Keeping track of your mental and physical well-being is key to preventing burnout.
#2. Set Boundaries
Don’t always say yes to everything at work. Protect yourself by setting some boundaries. Whenever you notice exploitation or that you are handling additional workload without compensation, speak up.
These are some important boundaries to set:
- No work after your working hours (even if you’re working from home)
- Clarify your priorities and responsibilities with the manager
- Avoid meetings that don’t require your presence
- Turn off work-related apps and notifications after you’re done for the day
- Use your vacation time to truly relax
#3. Don’t Bring Work to Home
Always leave your work where it needs to be—at the office! Avoid bringing the stress and worries of your work life home. Take a walk before going home to reflect on how your workday has affected you and your well-being.
This doesn’t mean that you should never discuss work with your loved ones. What’s important is that you keep a calm and collected tone while discussing these issues instead of lashing out at your family members.
#4. Share Your Thoughts With Peers
As mentioned above, it’s important to talk it out with someone. However, it’s a good idea to ask your family members or friends when it might be okay to talk about the work troubles you’re facing. That way, you’ll both be prepared for serious work talks.
Take some moments beforehand to think through what you want to talk about, and make sure to take time to address your family’s problems as well. Your family is much more essential to your well-being than your job.
#5. Ask For Help
The most helpful thing you can do for your mental health is ask for help. Make sure to tell your boss, manager, colleague, family member, friend, or literally anyone else that you’re nearing the absolute exhaustion limit and you don’t know how to address that.
Nobody can help you if they don’t know what you’re going through. Let them know what’s bothering you so they can help you come up with some helpful solutions.
#6. Change Your Perspective
Another thing that can help you deal with workplace burnout is changing the way you look at things. Examine your perspective, mindset, and basic assumptions regarding work. What burnout aspects can be fixed, which ones are unchangeable, and what aspects can be altered?
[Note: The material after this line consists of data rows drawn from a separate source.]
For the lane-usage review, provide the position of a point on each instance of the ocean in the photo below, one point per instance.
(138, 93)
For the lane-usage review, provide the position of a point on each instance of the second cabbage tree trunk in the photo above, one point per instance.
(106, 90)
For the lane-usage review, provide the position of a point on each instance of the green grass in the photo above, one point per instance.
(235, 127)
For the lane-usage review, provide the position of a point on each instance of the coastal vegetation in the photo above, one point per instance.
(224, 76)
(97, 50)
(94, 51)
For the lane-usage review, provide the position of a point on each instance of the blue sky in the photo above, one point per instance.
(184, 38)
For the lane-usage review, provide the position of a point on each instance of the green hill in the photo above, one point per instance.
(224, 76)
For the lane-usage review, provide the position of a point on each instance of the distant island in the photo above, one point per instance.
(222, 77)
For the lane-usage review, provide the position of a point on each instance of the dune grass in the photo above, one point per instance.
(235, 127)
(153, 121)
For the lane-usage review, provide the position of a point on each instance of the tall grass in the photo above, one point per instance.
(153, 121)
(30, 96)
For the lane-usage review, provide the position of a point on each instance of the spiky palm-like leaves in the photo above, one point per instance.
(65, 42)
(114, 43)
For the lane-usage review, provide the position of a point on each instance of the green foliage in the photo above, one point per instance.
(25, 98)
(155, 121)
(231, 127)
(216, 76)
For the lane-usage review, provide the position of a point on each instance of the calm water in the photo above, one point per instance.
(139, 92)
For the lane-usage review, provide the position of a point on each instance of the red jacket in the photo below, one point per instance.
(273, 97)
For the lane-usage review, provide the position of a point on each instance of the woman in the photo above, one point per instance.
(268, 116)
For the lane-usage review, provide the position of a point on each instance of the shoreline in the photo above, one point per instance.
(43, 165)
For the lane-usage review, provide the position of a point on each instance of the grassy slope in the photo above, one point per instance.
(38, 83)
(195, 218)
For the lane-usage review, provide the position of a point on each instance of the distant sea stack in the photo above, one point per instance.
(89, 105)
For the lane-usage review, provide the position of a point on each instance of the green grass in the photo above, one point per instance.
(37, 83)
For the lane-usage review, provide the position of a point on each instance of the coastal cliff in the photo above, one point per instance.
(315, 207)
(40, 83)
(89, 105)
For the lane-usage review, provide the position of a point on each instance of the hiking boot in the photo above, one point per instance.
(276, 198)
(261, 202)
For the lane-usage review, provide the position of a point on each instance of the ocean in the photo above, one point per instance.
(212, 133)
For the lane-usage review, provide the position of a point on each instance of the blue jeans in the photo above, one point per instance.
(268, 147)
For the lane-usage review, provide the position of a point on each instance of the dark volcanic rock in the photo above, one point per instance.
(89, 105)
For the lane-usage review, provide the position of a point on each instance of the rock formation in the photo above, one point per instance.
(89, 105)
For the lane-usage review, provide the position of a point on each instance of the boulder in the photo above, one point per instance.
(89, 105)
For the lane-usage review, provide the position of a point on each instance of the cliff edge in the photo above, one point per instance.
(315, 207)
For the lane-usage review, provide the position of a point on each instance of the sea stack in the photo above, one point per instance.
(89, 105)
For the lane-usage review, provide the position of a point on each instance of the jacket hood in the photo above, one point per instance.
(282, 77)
Discuss these aspects with your supervisor to come up with an option where you get more free time and save energy for other tasks.
#7. Make Time For Yourself
Your home life will also be stressful at times, and your family and friends will need you for other, more intimate moments, so make sure you set some time aside for them and for yourself.
Relax and take up some hobbies so you have something to look forward to outside of work.
Feeling overworked, unappreciated, and neglected is making people feel tired, both mentally and physically exhausted, and it often leads to serious health issues, so prevention is always recommended.
Talk to your family members, friends, and boss to figure out a solution together. Remember that you’re not alone in this and focus on making enough room in your schedule for yourself and your family, so you can maintain a healthy life/work balance and avoid burnout altogether.